Meltzer (1999) found that a third of patients who had shown no improvement with PTZ responded well to clozapine. AAPs treat the negative symptoms as well as positive symptoms (Remington & Kapur, 2000).

70
Q

Why is Meltzer (2014) important when thinking of antipsychotic drugs as treatments for schizophrenia?

A

Meltzer et al. (2014) who used 481 patients with schizophrenia. The patients were put in 3 conditions: (1) receiving one of four new trial drugs; (2) receiving a typical antipsychotic (haloperidol); (3) receiving a placebo. After 6 weeks, patients taking haloperidol and two of the trial drugs had reduced symptoms. Patients taking the placebo and two of the other trial drugs were still the same. This shows that antipsychotics do better than placebos and really do reduce symptoms.

71
Q

Why is Bilder et al. (2002) important when considering antispsychotics as treatment for schizophrenia?

A

Bilder et al., (2002) found that newer (atypical) drugs (e.g. clozapine) were as effective as typical drugs for positive symptoms; better for negative symptoms.

72
Q

Why is DeNayer et al. (2003) important when considering antipsychotics as treatment for schizophrenia?

A

DeNayer et al., (2003) found atypical drugs were more effective with treatment-resistant patients

73
Q

Why is Hartling et al. (2012) important when considering antipsychotics as treatment for schizophrenia?

A

Hartling et al. (2012) conducted a review and meta-analysis of 114 RCT studies, to look at the effectiveness of typical and atypical antipsychotic drugs.
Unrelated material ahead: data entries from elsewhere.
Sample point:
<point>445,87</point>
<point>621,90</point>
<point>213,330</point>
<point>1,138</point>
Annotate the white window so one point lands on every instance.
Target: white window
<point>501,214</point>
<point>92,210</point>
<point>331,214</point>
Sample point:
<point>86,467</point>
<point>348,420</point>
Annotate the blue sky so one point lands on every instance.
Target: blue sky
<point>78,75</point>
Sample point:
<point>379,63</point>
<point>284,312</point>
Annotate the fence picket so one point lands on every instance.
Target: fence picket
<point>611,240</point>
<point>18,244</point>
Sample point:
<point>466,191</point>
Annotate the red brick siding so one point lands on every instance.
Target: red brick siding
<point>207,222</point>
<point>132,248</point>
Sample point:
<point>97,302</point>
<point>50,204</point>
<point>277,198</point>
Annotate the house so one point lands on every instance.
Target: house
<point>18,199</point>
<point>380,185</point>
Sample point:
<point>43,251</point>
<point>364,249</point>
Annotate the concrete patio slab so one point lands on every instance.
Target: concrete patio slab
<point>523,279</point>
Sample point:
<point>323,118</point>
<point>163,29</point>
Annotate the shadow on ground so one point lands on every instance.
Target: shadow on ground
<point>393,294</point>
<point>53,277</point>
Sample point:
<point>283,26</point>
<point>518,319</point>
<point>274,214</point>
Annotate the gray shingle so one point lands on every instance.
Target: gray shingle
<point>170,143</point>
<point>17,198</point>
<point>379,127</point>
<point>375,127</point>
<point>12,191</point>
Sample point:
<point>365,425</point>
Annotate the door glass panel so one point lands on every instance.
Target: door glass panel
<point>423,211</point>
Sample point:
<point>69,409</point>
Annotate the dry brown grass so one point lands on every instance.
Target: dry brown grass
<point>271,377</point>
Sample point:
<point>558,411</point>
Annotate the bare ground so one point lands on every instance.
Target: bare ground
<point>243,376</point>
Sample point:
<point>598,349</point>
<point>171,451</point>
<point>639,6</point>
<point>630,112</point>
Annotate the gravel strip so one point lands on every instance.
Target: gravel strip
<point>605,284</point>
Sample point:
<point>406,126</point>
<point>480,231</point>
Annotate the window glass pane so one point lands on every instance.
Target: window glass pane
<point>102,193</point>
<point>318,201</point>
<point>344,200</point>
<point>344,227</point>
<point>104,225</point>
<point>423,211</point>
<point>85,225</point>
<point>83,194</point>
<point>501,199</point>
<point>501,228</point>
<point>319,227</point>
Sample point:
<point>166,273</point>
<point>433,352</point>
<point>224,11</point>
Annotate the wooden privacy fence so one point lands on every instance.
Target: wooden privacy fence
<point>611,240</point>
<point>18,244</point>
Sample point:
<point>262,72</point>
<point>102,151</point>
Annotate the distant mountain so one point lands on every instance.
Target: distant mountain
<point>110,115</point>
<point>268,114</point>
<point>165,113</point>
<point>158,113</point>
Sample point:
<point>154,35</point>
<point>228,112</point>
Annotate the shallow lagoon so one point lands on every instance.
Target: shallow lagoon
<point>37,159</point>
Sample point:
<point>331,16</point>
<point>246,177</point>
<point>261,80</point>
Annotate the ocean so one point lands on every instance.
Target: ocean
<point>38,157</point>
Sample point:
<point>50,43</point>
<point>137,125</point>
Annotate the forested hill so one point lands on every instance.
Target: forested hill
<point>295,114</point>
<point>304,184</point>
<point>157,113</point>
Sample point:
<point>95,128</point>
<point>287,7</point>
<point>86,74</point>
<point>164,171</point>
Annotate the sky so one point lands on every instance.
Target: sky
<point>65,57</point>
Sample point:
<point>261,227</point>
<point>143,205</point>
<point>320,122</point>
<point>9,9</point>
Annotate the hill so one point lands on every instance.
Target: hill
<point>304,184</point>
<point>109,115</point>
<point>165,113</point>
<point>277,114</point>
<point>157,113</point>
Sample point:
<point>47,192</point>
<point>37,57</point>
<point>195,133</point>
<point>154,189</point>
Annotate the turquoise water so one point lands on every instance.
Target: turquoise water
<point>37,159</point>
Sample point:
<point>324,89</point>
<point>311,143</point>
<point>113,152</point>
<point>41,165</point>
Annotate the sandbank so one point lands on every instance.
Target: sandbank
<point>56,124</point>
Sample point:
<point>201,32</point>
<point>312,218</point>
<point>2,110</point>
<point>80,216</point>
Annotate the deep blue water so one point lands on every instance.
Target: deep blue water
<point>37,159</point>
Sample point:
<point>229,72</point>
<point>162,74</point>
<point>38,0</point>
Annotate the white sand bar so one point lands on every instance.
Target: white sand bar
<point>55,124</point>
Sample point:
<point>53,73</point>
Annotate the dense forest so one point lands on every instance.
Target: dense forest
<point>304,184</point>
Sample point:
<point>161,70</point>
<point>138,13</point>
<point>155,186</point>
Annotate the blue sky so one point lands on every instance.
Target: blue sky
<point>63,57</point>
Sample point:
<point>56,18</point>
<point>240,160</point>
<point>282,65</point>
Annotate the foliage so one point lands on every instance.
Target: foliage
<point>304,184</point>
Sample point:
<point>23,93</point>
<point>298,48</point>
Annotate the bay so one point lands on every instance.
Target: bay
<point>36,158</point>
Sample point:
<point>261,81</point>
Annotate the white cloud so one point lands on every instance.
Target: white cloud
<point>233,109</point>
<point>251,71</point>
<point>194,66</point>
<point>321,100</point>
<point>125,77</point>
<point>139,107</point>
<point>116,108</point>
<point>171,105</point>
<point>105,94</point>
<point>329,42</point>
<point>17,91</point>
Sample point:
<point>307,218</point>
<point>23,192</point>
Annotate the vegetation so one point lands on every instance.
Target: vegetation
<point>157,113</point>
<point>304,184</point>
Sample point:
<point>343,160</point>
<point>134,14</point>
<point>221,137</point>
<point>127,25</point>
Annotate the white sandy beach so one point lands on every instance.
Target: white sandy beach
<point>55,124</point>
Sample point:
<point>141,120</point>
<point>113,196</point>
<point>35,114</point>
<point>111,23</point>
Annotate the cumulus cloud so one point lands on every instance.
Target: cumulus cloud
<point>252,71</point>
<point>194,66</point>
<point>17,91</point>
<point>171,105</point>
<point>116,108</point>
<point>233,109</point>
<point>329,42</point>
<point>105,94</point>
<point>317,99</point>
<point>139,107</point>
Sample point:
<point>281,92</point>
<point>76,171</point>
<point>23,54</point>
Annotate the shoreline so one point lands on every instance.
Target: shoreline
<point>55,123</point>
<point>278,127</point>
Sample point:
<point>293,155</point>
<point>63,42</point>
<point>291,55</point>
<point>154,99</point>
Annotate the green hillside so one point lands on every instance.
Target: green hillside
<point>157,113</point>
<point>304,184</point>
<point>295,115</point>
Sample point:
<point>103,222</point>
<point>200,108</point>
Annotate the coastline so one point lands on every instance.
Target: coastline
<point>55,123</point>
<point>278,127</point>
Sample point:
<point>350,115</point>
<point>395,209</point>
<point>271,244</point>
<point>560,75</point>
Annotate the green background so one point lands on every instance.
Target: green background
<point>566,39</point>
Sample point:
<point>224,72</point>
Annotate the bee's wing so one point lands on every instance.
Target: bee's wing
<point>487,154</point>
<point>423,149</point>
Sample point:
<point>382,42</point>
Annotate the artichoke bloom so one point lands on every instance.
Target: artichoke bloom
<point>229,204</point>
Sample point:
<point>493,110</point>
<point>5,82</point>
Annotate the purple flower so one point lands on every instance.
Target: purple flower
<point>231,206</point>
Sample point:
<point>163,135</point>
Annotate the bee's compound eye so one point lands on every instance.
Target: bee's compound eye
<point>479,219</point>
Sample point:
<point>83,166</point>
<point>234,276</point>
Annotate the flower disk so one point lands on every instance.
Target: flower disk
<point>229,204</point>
They found that there were few differences in effectiveness for core symptoms, but Haloperidol (a typical antipsychotic), had a benefit over olanzapine (an AAP) for improving positive symptoms.

74
Q

Why is Hartling et al. (2012) and Guo et al. (2011) important when considering antipsychotics as treatment for schizophrenia?

A

Hartling et al. (2012), and Guo et al., (2011) found a higher risk of EPS for patients taking chlorpromazine, compared to those taking AAPs.